New Line Television's planned syndicated action series Hard Knox
turned out to be aptly named. The studio has pulled the plug on the series just weeks before it was to debut nationally in 92% of the country. The series featured former Melrose Place
star Thomas Calabro and Six Million Dollar Man
Lee Majors. New Line Executive Vice President David Spiegelman said, "Although we are frustrated with the outcome, it does not make good business sense to move forward as our international partners were unable to generate a sufficient number of deals."

Stop!

DirecTV and EchoStar last week asked the FCC to bar MDS America from conducting any experiments on its service. MDS' service allegedly can share direct-broadcast-satellite spectrum to deliver multichannel video and data services terrestrially without causing interference. In May, the FCC gave MDS an experimental license to test its technology in Florida.

New news chief at WHDH-TV

Edward Kosowski, news director at KGO-TV San Francisco, was named news director for WHDH-TV Boston. He replaces Nancy Nydam, who left the station following reported disagreements over direction of the news. Although WHDH-TV has kept its ratings up, it's been embattled. Besides Nydam's departure, the removal of anchor Kim Carrigan led to flak from the local press. Kosowski has been with ABC's KGO-TV for three years and was assistant news director at NBC's WRC-TV Washington.

SGI says goodbye to Pentium

In September, Silicon Graphics Inc. will discontinue its ZX10 Pentium III-based workstation. It will not develop software for the new Pentium IV chip but will shift R&D to Intel's 64-bit "Itanium" chip technology, on which its new 750 workstation for Linux is based. Future SGI products will also support Intel's upcoming "McKinley" technology.

Drew Carey signed through 2004

ABC has renewed Warner Bros.' The Drew Carey Show
through the 2003-04 season for more than $150 million. It already had rights for the upcoming season. Carey himself signed a new contract at more than $600,000 per episode. Neither Warner Bros. nor ABC would comment.

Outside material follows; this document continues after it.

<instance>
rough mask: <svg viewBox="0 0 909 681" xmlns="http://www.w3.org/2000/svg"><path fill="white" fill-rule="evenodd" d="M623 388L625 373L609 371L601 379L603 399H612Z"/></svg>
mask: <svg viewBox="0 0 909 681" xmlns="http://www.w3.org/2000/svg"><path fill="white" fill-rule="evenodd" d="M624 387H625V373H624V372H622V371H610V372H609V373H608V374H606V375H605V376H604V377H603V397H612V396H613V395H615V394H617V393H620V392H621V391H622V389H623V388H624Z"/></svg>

FCC can't repossess auctioned licenses

A federal court has ruled that the FCC violated bankruptcy laws in repossessing wireless licenses from NextWave, which had won 90 licenses in 1996 but was unable to pay the $4.7 billion bid. The spectrum was re-auctioned in January in a larger block that garnered $17 billion. The FCC can appeal but has said it will return the spectrum to NextWave if it loses the court fight.

Univision gets Latin American programs

Univision has teamed with two Colombia's RCN and Venezuela's RCTV for access to new programming in 2002. Financial terms were not disclosed. Under a five-year deal, Univision gets exclusive U.S. rights to 300 hours of novelas, including Eco Modo, a sequel to the currently popular Spanish-language soap opera Betty La Fea. Venezuela's RCTV, in a 10-year deal, will provide at least 800 hours of original novelas. RCTV is giving Univision access to its novela
library, 1,200 hours' worth of content that has not yet aired in the U.S.

School's out, Blind date's up

The end of the school year, which generally coincided with the ratings period ended June 10, was a boon to the youngest-skewing syndicated strips. With the teen audience jumping 188% from the week before, according to Nielsen Media Research, dating strip Blind Date
scored a season-best 2.4 national rating, up 9% from the previous week.

Also stronger was Change of Heart
(2.0, up 5%). Off-net sitcoms Seinfeld
(3.9, down 5%) and The Drew Carey Show
(2.9, down 9%), however, logged their worst marks ever.